With the help of predictive maintenance, engineers can replace components, adjust load, change operating conditions, and implement advanced cooling mechanisms to eliminate chances of failure and downtime.

Cost-cutting

Predictive maintenance optimizes the frequency of scheduled maintenance. Unnecessary maintenance procedures at regular predetermined intervals are no longer necessary. High-maintenance tasks are prioritized instead.

AI techniques to implement predictive maintenance in power electronics

In traditional processes, maintenance used to be performed on systems based on ratings, past sets of data, and manual needs. The section lists a few popular AI and ML techniques used in predictive maintenance for power electronics.

Digital twin

DT is a virtual version of a real-time physical object or intended device, place, system, process, or person. The entire predictive maintenance set-up can be done on software using the simulation of power devices and virtual sensors for various scenarios.

Real-time power electronic hardware can also be used with DT software to perform predictive maintenance. Such cases are examples of hardware-in-the-loop simulation, where real hardware is tested for virtual scenarios. When DT software receives data about power electronic devices from sensors, it estimates maintenance cycles through advanced AI or ML algorithms.

Anomaly detection

When the behavior of a device or a system deviates from traditional behavior, anomalies occur. Anomaly detection is an approach that relies on such principles. Statistical methods, neural networks, and clustering algorithms are key anomaly detection techniques. There are two modes of operation: normal mode and abnormal mode.

For example, in power electronics, anomalies can occur when a device operates at very different voltage and current levels than normal or excessive voltage fluctuations occur during the operation. AI and ML algorithms automatically detect anomalies. However, such a method is not reliable for root-cause analysis.

Feature engineering

Organizations use feature engineering for predictive maintenance of power electronics devices and systems. Feature engineering starts with relevant data collection through deployed sensors, IoT devices, databases, and maintenance logs. Some software is capable of automatically generating daily data for predictive maintenance.

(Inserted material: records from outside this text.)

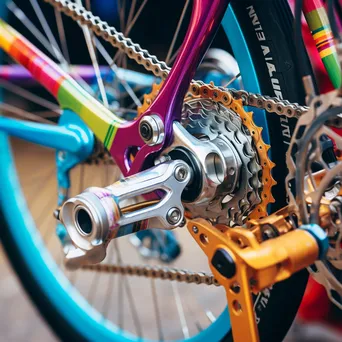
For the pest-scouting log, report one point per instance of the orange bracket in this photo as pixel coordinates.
(244, 265)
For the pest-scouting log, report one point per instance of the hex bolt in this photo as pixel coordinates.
(181, 173)
(151, 129)
(268, 232)
(173, 216)
(146, 131)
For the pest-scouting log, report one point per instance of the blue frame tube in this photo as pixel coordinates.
(68, 138)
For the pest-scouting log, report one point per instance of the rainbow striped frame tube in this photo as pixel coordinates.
(120, 136)
(317, 19)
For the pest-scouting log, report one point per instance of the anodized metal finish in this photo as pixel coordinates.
(205, 19)
(106, 219)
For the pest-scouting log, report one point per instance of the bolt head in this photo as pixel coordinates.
(195, 229)
(174, 215)
(146, 131)
(181, 173)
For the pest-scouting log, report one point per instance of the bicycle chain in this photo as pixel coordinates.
(160, 272)
(160, 69)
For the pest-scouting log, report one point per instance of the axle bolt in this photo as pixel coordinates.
(146, 131)
(174, 215)
(151, 129)
(181, 173)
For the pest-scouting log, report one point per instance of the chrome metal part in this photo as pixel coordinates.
(318, 182)
(151, 129)
(174, 215)
(225, 152)
(163, 273)
(97, 215)
(160, 69)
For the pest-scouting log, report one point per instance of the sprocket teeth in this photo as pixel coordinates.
(236, 105)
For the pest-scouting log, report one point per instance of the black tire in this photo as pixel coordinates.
(277, 314)
(276, 20)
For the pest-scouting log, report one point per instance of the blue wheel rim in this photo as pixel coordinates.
(69, 302)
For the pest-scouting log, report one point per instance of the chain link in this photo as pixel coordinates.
(160, 272)
(160, 69)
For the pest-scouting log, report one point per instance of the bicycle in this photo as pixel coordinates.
(192, 152)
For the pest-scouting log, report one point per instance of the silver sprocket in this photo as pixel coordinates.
(204, 117)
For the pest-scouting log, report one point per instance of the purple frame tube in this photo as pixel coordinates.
(205, 20)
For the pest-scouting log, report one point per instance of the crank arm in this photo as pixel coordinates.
(243, 264)
(98, 215)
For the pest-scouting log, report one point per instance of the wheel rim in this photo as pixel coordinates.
(87, 317)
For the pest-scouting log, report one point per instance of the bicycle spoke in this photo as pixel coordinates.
(157, 312)
(128, 289)
(175, 36)
(130, 26)
(88, 36)
(20, 15)
(28, 95)
(48, 32)
(115, 69)
(61, 33)
(109, 291)
(180, 310)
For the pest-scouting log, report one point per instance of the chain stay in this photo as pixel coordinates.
(160, 69)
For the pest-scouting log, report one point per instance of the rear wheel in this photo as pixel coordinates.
(72, 316)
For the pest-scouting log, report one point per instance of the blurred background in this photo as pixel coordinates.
(318, 320)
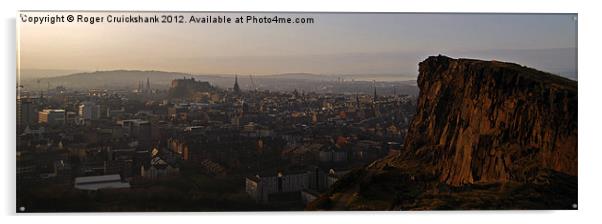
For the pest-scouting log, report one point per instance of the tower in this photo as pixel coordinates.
(236, 87)
(374, 86)
(148, 85)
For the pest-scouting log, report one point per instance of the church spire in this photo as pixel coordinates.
(236, 87)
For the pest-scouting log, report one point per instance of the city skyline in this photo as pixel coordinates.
(359, 43)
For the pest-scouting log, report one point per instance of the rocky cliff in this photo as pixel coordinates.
(492, 121)
(486, 135)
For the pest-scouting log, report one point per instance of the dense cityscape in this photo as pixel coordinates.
(195, 146)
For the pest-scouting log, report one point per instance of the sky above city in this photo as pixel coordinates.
(345, 43)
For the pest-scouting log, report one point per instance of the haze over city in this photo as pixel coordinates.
(349, 43)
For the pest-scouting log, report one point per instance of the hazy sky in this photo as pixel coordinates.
(333, 44)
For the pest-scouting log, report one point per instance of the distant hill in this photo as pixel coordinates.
(130, 79)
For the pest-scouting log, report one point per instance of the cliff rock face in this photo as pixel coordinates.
(488, 121)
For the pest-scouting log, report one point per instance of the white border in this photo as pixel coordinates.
(589, 110)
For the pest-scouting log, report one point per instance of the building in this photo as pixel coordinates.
(89, 111)
(51, 116)
(262, 187)
(186, 88)
(236, 88)
(139, 129)
(93, 183)
(27, 113)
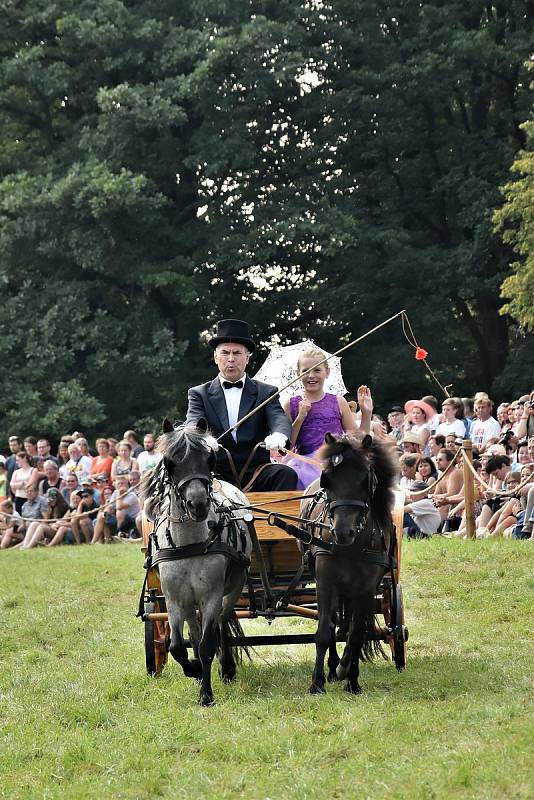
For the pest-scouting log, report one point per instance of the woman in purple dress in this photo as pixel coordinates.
(318, 412)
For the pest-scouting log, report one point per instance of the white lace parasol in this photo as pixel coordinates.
(280, 367)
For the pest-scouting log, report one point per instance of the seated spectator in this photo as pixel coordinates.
(124, 464)
(449, 488)
(103, 462)
(396, 422)
(3, 479)
(83, 521)
(131, 437)
(148, 458)
(44, 450)
(63, 452)
(427, 471)
(70, 487)
(53, 518)
(411, 443)
(11, 526)
(83, 444)
(525, 426)
(435, 444)
(24, 476)
(502, 417)
(485, 429)
(451, 424)
(521, 455)
(408, 464)
(30, 446)
(106, 520)
(15, 446)
(78, 464)
(497, 467)
(33, 509)
(506, 517)
(469, 413)
(434, 420)
(127, 508)
(418, 416)
(421, 512)
(52, 478)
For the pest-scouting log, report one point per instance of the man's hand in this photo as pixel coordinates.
(275, 441)
(365, 400)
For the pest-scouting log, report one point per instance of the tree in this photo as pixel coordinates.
(515, 221)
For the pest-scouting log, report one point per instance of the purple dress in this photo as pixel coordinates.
(323, 417)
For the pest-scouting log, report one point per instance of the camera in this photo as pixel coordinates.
(506, 437)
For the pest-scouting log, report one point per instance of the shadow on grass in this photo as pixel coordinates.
(426, 679)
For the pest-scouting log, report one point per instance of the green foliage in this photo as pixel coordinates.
(515, 220)
(313, 168)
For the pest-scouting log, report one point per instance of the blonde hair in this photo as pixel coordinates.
(311, 352)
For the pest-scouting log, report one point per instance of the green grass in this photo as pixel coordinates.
(79, 718)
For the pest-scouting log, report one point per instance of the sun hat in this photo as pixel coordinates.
(412, 438)
(427, 409)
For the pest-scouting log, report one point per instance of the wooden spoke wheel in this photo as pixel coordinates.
(156, 633)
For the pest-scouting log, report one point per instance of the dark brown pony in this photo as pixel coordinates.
(357, 478)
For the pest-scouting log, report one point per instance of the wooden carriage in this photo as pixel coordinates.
(280, 585)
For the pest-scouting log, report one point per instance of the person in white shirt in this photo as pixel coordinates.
(450, 425)
(485, 429)
(422, 510)
(149, 457)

Data is processed and transformed for modeling. In power electronics, features could be voltage, current, power, frequency, temperature, and many more characteristics. Meaningful features are extracted from the data. AI and ML algorithms select features to make predictions about power electronic devices and systems.

Causal AI

Causal AI technology is becoming increasingly popular in the tech industry for its accuracy compared to vague responses by generative AI. Causal AI relies on a cause-to-effect relationship between two entities and root-cause analysis through power electronics expert knowledge and data-driven insights.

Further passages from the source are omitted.